The recent NFT craze in the art world may be partly fueled by a genuine interest in supporting digital artists. Yet, there are several people buying NFTs who are motivated primarily by the gains of financial speculation with vested interests in sustaining NFTs’ popularity. Nick Seaver, a professor in the Tufts Department of Anthropology who specializes in tech culture, pointed out that Pablo Rodriguez-Fraile, who purchased the Beeple work for $69.3 million, is already actively invested in the crypto world. It could be said that Rodriguez-Fraile bought the NFT at a nominally high price to artificially increase the apparent value of Ethereum, the cryptocurrency in which the work was sold. Seaver said, “It’s the same group of people that hand each other money in order to make it look like a lot of trading is happening…[which] is a known kind of fraud within the stock market.” In that case, it is unclear whether this new technology is here to stay and revolutionize the art world, or if it is simply a bubble created by those who are already invested in selling and trading NFTs among themselves. Though the benefits of NFTs are immeasurable for artists, those individuals contributing to this cycle may unintentionally gatekeep the market from smaller artists and buyers.

It is questionable, though, why an auction house like Christie’s, which committed to becoming 100 percent carbon neutral in the next nine years, would support the increase of NFTs. The enormous energy consumption involved in NFTs is not sustainable for Christie’s carbon-neutral plan. Immense computing power is required to operate the blockchain system of NFTs, and the carbon dioxide emissions generated are immense. Spectrum IEEE reported Ethereum’s market capitalization at roughly $10 billion US dollars in January 2019, which meant one transaction used more power than the average US household in a day. In April 2021, its market capitalization has risen to $243 billion. Since most NFTs are part of the Ethereum blockchain, they are far from being an environmentally conscious way to purchase art. According to CryptoArt.wtf, the ecological impact of another one of Beeple’s NFT digital artworks, Crossroad, sold for $6.6 million, is roughly equivalent to a European Union resident’s total energy consumption for five and a half years. Currently, it costs approximately $5,000 to offset the emissions from one of his collections. 

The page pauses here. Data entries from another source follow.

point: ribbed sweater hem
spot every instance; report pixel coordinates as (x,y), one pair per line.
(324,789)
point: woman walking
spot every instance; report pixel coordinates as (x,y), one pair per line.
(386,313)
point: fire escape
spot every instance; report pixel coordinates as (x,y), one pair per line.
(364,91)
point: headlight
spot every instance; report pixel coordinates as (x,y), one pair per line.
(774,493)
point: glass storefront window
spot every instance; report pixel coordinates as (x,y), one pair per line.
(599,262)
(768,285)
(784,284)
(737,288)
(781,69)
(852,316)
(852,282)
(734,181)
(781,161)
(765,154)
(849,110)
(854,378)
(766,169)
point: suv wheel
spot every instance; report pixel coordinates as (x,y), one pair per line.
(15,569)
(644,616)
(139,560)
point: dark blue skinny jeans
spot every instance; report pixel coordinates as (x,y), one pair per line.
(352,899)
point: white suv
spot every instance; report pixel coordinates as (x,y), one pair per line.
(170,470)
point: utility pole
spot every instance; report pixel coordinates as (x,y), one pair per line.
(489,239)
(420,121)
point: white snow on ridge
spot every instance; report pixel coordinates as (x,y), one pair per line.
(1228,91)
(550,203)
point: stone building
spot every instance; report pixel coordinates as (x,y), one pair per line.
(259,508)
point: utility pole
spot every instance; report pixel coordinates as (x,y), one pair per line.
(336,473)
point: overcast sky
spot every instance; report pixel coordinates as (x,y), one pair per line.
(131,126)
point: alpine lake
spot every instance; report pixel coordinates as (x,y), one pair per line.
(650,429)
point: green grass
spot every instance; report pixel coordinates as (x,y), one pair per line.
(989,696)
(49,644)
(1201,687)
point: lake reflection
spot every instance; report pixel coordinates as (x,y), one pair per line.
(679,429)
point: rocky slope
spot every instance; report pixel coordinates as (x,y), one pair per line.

Beeple and other artists turning to NFTs are attempting to offset emissions from their works by investing in renewable energy, conservation projects, or sustainable technology. Still, the most impactful solution is to change the security system for cryptocurrencies. The most common security system, proof-of-work, asks people to solve complex puzzles using energy-consuming machines. It uses significant amounts of energy and is also significantly inefficient. Of course, NFTs make up a small portion of all Ethereum transactions, but their recent popularity will likely increase the use of Ethereum and, in turn, increase emissions. 

An alternative to proof of work is a system called proof-of-stake. While proof-of-work relies heavily on electricity because of its complex equations, the proof-of-stake model uses a different crypto-algorithm. Rather than using an extensive amount of electricity to enter the cryptoworld, proof-of-stake only asks people to prove they have a “stake” in the ledger by putting their tokens in as an investment. This means that the more someone “stakes,” the more significant their output will be. But if they attempt to do anything malicious, they lose their stake. Since this model does not require complex cryptographic sums, its electrical costs are lower. Ethereum is hoping to transition to a proof-of-stake model, and many artists involved in cryptocurrency are optimistic about the transition.

According to Ralske, “[the NFT] is a game-changer” for many artists and has the potential to break down the barriers of exclusivity of the art world. Though NFTs may be slow to operate under environmentally sustainable technology, their popularity is exciting for both emerging and well-known artists. The future of NFTs in the art world is uncertain, but they certainly have a place in the present cultural milieu.